CPU, GPU and TPU in Deep Learning

GPU (Graphical Processing Unit) is one of the most widely used processing unit used in training data models. It is a single processor chip which frees the CPU cycles from jobs of image processing and mathematical computations. For example, a game with a lot of graphics: many shadows to cast, lots of atmospheric effects, various lighting sources, complex textures, etc. All these eat up extra GPU processing. Also, settings at higher resolutions means each single frame needs more such calculations to just display each pixel on that frame. Everything is handled by the GPU. When the GPU cannot remain at par with the CPU, it causes bottlenecks.

Some stark differences between CPU and GPU

CPU processes data sequentially whereas a GPU has several threads running simultaneously. A GPU thus utilizes parallel computing to increase the speed of training models.

CPU assigns Graphics rendering, vector computations and other complex tasks to the GPU.

GPUs are bandwidth optimized whereas CPUs are latency time (memory access time) optimized.

In deep learning, the host code is run on the CPU and the CUDA code runs on GPU. Serial workload is handled by the CPU and offload parallel computation is handled by GPU.

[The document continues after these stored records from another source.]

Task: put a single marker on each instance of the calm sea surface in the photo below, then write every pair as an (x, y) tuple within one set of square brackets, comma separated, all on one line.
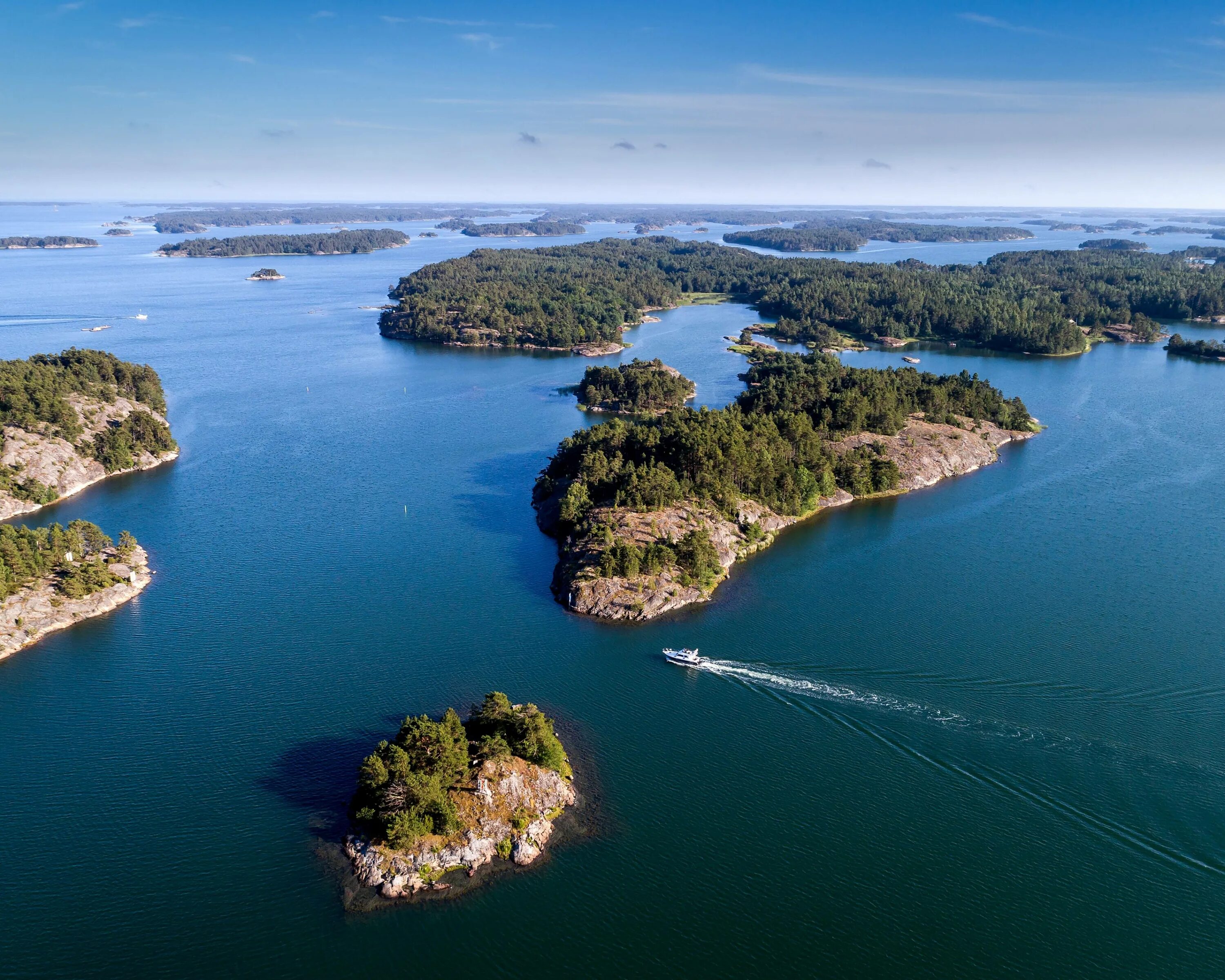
[(978, 731)]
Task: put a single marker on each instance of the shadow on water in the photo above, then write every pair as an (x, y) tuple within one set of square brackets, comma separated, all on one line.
[(504, 508), (318, 777)]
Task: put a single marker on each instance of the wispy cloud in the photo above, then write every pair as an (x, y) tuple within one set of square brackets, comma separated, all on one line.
[(989, 21), (483, 41), (449, 22)]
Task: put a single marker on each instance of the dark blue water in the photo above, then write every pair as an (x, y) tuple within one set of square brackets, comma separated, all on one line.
[(972, 732)]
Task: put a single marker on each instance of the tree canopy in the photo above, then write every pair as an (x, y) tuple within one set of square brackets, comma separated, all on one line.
[(640, 386), (772, 445), (405, 786), (319, 243), (1018, 301)]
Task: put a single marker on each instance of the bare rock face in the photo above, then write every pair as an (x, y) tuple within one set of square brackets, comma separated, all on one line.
[(38, 609), (58, 463), (508, 808), (928, 452), (925, 454)]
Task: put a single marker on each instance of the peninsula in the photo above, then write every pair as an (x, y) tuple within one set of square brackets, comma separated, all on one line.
[(54, 577), (650, 514), (1026, 302), (514, 229), (640, 388), (1115, 244), (323, 243), (848, 234), (449, 797), (48, 242), (73, 419)]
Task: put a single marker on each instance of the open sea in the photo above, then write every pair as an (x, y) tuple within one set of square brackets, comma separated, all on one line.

Due to large datasets, the CPU takes up a lot of memory while training the model. The standalone GPU, on the other hand, comes with a dedicated VRAM memory. Thus, CPU’s memory can be used for other tasks. Computing huge and complex jobs takes up a lot of clock cycles in CPU. The reason being, CPU takes up the jobs sequentially and it has a fewer number of cores than its counterpart, GPU.

The High bandwidth, hiding the latency under thread parallelism and easily programmable registers makes GPU a lot faster than a CPU.

The new Intel Xeon phi processing chip

It fetches and decodes instructions from four hardware thread execution contexts and has 4 clock latency, hidden by round-robin scheduling of threads. Each microprocessor core is a fully functional, in-order core capable of running IA instructions independently of the other cores. It has two pipelines and ring interconnection.

The TPU chip

The chip has been specifically designed for Google’s TensorFlow framework. In Google Photos, an individual TPU can process over 100 million photos a day. Google’s Cloud TPU is currently only in beta, offering limited quantities and usage. In machine learning training, the Cloud TPU is more powerful in performance and four times larger in memory capacity than Nvidia’s best GPU Tesla V100.

Concluding, ML and DL is very much dependent on the three pillars of computer engineering, OS, Computer Organization and Architecture and Compiler Design. While general-purpose computing is still the CPU’s domain, GPUs are the hardware backbone of nearly all intensive computational applications.